The book was published by the Grand Canyon Association, official partner of Grand Canyon National Park. The book is 154 pages, chock full of photos and retails for $14.95. 

Boots and Burgers

I just released my third book, Boots & Burgers: An Arizona Handbook for Hungry Hikers.

Here’s the idea: Spend a morning hiking into the breath-snatching Arizona outback under a high arched sky. Wander lonesome lands as a twisted trail leads deeper into wilderness. Walk for miles amid an aching stillness. On the drive home stop at a diner or café, a casual joint where the waitress calls everybody ‘Hon’ and hustles out the drinks. Order the burger. Bite into a grill-kissed slab of tender beef.

Right there, that’s my favorite day of all. That’s Halloween, Christmas and the spring equinox rolled into one. Walk off a few calories and then pack them on again. I’ll take a boots and burgers day anytime I can get it.

It’s all captured in Boots & Burgers: An Arizona Handbook for Hungry Hikers. So much more than a standard guidebook, Boots & Burgers is informative, hilarious, heartwarming, inspiring and mouth-watering. Beyond trail descriptions and restaurant info, the book is packed with local attractions and activities, historic tidbits, fast facts, rambling thoughts, big dollops of quirkiness and over 170 vivid color photos.
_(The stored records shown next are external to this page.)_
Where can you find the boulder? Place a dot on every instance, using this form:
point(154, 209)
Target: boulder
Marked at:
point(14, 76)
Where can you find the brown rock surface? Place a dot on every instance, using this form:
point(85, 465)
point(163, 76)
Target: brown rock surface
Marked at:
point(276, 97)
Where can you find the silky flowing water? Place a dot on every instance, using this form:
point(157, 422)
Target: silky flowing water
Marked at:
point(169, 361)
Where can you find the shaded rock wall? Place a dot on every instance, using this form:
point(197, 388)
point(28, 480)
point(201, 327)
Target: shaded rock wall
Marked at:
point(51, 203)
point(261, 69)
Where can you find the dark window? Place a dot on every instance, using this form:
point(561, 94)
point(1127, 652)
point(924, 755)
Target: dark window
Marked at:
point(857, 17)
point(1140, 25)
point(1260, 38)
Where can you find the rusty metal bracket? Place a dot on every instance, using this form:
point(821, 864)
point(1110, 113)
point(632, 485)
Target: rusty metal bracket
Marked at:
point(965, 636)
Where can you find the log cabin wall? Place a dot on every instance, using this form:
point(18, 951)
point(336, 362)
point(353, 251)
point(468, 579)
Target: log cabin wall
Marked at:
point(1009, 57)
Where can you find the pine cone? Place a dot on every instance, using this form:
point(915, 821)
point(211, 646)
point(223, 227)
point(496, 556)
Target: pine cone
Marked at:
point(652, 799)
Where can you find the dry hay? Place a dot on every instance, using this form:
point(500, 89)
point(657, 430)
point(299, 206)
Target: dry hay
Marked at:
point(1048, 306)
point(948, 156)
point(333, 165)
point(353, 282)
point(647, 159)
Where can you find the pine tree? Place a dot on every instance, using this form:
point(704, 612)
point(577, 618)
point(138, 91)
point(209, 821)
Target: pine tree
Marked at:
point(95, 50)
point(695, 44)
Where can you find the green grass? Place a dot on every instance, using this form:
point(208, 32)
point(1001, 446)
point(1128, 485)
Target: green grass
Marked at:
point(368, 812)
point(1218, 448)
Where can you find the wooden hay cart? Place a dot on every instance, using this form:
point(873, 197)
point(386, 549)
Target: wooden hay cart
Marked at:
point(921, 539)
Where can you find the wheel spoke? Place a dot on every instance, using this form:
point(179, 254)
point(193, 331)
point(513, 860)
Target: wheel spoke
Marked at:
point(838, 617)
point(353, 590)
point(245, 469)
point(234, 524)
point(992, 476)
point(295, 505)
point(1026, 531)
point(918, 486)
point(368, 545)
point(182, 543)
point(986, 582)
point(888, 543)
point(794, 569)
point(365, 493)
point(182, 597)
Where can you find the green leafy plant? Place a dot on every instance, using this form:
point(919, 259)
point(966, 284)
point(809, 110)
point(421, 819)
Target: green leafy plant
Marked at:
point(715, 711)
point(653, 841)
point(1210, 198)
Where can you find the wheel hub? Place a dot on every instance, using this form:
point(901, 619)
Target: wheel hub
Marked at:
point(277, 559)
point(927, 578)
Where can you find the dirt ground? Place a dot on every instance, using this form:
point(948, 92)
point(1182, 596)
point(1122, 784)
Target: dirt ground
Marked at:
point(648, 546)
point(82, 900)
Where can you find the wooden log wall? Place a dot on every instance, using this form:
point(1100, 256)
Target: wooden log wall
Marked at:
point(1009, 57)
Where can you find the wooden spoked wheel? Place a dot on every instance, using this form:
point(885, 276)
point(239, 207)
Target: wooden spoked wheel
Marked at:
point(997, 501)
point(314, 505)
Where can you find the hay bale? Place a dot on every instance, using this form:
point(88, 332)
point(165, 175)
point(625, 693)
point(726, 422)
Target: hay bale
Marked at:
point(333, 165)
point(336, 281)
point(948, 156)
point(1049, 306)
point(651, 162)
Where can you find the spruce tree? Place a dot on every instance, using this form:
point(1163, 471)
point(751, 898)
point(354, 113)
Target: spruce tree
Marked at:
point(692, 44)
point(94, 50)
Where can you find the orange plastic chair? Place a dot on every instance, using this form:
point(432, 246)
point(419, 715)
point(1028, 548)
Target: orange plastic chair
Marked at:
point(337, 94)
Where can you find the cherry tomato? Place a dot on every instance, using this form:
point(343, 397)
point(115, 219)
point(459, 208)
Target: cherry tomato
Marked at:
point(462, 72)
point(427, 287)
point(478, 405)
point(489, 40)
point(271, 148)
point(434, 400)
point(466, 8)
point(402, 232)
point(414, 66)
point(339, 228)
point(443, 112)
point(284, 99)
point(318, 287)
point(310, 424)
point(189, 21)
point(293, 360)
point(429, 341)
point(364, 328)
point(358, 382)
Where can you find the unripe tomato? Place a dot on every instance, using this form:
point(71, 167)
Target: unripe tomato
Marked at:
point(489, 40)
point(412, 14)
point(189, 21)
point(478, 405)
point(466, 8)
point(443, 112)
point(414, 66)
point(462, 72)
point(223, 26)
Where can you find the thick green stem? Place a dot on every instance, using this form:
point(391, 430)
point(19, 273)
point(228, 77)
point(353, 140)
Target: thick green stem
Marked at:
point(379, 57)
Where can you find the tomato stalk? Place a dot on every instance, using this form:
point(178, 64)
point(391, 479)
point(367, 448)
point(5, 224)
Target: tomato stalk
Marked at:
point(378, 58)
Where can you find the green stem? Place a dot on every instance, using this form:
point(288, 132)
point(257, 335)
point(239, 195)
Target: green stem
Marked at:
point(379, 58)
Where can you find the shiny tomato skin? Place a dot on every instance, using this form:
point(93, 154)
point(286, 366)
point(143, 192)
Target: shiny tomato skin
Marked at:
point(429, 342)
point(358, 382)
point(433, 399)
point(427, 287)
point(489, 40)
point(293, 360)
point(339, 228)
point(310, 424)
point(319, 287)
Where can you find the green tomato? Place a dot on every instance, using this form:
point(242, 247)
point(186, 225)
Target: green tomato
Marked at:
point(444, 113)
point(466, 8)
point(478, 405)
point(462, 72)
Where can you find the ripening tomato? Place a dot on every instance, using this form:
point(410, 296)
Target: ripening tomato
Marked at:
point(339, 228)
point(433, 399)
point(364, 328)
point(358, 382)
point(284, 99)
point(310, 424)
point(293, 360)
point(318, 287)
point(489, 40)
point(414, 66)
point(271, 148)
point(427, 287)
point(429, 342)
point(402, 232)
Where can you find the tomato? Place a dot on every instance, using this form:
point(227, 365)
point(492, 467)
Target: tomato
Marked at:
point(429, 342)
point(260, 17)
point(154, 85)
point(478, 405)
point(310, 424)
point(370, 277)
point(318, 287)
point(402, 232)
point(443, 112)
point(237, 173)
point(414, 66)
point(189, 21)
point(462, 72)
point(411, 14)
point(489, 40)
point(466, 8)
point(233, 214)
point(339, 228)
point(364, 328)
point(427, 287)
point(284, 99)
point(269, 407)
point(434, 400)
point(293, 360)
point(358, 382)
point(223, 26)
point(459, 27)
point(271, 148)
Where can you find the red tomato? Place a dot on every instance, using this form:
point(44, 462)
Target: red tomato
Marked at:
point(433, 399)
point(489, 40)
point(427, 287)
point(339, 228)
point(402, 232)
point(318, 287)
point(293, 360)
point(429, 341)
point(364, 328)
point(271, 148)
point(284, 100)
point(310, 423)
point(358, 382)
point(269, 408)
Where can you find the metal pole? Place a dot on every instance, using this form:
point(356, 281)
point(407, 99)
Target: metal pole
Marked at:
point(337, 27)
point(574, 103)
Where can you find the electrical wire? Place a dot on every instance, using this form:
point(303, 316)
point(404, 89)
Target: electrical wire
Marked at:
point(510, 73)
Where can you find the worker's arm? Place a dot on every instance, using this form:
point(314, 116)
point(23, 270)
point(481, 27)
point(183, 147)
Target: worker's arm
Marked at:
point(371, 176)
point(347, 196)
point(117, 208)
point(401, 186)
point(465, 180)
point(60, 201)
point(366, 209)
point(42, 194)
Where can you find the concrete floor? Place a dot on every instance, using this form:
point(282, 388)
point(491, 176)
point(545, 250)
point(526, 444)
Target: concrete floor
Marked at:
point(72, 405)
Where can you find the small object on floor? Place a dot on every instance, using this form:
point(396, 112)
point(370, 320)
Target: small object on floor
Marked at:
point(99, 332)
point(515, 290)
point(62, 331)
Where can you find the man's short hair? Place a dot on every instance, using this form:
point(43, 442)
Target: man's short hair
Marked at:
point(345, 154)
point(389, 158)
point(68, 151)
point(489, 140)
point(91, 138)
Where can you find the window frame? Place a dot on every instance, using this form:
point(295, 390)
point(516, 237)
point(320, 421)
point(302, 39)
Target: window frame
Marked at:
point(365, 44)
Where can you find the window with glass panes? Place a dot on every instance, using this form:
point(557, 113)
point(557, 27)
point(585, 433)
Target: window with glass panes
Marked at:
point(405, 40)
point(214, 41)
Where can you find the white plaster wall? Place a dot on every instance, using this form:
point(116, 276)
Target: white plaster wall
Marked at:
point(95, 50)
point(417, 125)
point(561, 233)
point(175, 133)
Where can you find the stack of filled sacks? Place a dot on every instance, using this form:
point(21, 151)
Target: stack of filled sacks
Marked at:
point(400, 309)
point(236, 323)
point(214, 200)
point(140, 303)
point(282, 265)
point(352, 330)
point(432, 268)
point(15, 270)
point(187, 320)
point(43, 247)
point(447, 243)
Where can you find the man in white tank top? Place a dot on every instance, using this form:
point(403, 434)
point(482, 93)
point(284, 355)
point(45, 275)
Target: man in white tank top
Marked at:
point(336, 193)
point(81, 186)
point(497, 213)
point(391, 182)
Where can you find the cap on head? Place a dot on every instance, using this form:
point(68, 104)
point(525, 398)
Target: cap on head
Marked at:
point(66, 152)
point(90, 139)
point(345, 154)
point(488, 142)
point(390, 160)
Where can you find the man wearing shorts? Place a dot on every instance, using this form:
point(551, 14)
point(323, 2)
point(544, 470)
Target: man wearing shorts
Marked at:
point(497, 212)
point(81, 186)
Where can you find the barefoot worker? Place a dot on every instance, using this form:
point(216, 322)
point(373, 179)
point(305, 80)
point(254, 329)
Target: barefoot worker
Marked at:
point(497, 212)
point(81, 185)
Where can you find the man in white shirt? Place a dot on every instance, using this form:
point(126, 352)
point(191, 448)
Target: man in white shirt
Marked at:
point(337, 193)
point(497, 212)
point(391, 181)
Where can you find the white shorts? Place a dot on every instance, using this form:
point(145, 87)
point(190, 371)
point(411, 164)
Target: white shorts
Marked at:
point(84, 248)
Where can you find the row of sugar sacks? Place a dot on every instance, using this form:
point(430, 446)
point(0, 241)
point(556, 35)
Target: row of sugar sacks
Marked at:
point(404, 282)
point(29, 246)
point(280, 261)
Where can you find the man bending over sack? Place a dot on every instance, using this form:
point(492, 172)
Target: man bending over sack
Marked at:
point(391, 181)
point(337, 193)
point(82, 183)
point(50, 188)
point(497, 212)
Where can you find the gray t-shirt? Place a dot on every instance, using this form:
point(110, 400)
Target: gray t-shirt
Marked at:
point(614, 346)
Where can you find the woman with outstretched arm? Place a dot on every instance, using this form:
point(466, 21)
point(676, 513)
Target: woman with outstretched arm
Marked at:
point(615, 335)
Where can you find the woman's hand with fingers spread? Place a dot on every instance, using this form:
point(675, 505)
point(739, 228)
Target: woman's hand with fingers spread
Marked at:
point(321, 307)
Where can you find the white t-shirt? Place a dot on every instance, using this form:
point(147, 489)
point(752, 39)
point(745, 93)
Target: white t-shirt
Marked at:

It’s a love letter to Arizona, disguised as a hiking and dining guide. The book retails for $15.95.

Death Valley: Hottest Place on Earth

I don’t often venture beyond Arizona’s borders but as an unrepentant desert rat, I couldn’t resist writing about Death Valley. It’s a place gaunt and weird and unforgiving.

Death Valley is a vast expanse of stark beauty and harsh extremes that attracts visitors from all over the world. The largest national park in the continental United States, Death Valley sizzles but it’s not just the climate. The hottest spot on the globe is one of the coolest places to visit with its golden canyons, caramel sand dunes, gleaming salt flats, and snowcapped mountains.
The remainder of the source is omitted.